After last week’s remarkable structures, it’s time to remind ourselves that modern theorists ruined everything. Everything.

 

Centre Plaza.

“Why not Center Plaza?” “The French spelling is classier.” Why not Plaza Center? “That’s phase two."

Another example of architects hating everything on two legs with eyes:

At least it’s still a going concern, but they really didn’t care whether you knew they’d bricked up a window, did they?

Some context:

 

The building on the right shows how you can do stripped-down without sacrificing aesthetics.

Here’s the entrance.

 

If you had to guess what it was built to hold, what would you say? Note the luminex blocks - must have been quite a basement. But no, it wasn’t a bank. That’s the tell-tale style and featurelessness of a telephone company building. Finished n 1930.

OMUB; don’t know what else it could have been.

 

Columns = money.

I think I would fall to my knees if I came across this by chance: it’s perfect, and it’s untouched!

 

Actually, no. They touched the hell out of it.

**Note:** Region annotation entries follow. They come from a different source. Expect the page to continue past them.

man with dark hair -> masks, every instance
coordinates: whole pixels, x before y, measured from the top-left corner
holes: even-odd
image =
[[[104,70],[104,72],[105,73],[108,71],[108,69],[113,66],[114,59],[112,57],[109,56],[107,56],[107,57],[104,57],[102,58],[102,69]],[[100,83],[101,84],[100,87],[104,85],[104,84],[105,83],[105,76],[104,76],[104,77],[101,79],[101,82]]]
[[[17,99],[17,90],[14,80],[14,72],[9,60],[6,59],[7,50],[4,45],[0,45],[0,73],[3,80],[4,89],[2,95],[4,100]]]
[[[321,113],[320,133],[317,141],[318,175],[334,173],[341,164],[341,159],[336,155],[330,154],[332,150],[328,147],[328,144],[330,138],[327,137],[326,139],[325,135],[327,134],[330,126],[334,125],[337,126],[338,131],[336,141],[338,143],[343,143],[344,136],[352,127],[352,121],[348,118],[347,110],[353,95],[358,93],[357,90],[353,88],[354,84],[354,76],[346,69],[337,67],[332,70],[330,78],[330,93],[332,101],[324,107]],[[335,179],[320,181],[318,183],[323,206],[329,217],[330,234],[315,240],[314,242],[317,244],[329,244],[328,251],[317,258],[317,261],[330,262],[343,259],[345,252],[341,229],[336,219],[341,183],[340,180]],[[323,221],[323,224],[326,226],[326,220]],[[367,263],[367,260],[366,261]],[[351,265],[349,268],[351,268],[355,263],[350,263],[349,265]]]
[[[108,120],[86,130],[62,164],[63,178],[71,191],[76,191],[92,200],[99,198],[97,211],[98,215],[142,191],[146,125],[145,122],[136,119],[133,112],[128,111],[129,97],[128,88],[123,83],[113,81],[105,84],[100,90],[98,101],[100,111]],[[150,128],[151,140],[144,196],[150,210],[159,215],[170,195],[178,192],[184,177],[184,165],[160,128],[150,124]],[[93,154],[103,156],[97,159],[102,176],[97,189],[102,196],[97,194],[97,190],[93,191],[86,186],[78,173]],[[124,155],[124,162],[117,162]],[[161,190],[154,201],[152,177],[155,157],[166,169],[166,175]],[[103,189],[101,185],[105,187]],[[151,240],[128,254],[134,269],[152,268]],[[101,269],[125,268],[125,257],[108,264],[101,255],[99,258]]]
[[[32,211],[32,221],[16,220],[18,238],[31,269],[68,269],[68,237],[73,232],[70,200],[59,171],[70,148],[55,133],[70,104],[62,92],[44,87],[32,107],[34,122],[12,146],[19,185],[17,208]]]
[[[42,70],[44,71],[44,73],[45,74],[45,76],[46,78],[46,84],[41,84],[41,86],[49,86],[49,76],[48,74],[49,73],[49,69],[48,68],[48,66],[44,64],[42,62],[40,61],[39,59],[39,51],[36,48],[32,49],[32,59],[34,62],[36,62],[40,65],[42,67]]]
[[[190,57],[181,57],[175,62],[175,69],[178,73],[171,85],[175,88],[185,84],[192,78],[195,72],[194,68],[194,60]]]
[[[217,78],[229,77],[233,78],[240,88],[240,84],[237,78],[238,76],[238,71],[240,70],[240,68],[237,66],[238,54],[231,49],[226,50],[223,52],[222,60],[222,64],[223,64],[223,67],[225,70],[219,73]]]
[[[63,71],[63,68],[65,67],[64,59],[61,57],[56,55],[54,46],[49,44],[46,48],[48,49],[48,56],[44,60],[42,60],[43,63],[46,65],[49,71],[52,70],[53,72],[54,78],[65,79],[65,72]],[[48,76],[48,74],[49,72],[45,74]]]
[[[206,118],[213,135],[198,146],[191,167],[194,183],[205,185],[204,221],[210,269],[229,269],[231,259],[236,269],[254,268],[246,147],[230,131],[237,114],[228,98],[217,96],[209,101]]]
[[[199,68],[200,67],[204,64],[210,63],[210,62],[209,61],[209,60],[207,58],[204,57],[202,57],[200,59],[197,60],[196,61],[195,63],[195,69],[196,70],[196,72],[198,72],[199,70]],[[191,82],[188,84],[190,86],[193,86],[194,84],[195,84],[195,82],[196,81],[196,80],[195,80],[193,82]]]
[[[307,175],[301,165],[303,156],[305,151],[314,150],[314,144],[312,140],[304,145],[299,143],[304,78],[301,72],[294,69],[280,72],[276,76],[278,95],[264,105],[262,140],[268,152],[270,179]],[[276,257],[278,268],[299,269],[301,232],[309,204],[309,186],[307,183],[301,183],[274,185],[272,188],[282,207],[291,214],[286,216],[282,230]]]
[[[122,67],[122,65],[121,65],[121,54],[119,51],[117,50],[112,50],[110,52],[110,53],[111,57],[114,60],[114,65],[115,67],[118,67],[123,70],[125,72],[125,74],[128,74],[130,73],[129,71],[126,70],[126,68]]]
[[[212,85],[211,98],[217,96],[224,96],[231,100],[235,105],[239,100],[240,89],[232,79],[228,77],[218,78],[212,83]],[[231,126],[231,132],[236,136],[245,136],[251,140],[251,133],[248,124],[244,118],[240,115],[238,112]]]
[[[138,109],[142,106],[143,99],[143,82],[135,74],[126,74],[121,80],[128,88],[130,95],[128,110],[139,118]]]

The severity of the interior, designed in the late 30s, makes you wonder whether the modernists of the era regarded design as some form of penance. All shall pay.

Because no American city is just one thing:

There’s a lot of this around the country - buildings whose existence can only be inferred from their marks on an old neighbor. It didn’t go all the way back, and it looks as if there was a courtyard onto which the windows looked.

Two brothers:

 

You wonder whether phase two had more windows because tenants wanted them, or fewer windows because it got too drafty.

 

I see two brands, not counting STORAGE WAREHOUSE. Do you?

 

Am I nuts, or do I see 7-Up as well as Quaker?

A nice solid old marquee usually means an elaborate or well-designed facade.

 

Usually.

Finally, something that just caught my eye.

 

So many lives and years behind the paint and the brick. It's good that it survived, but it's like a mummy.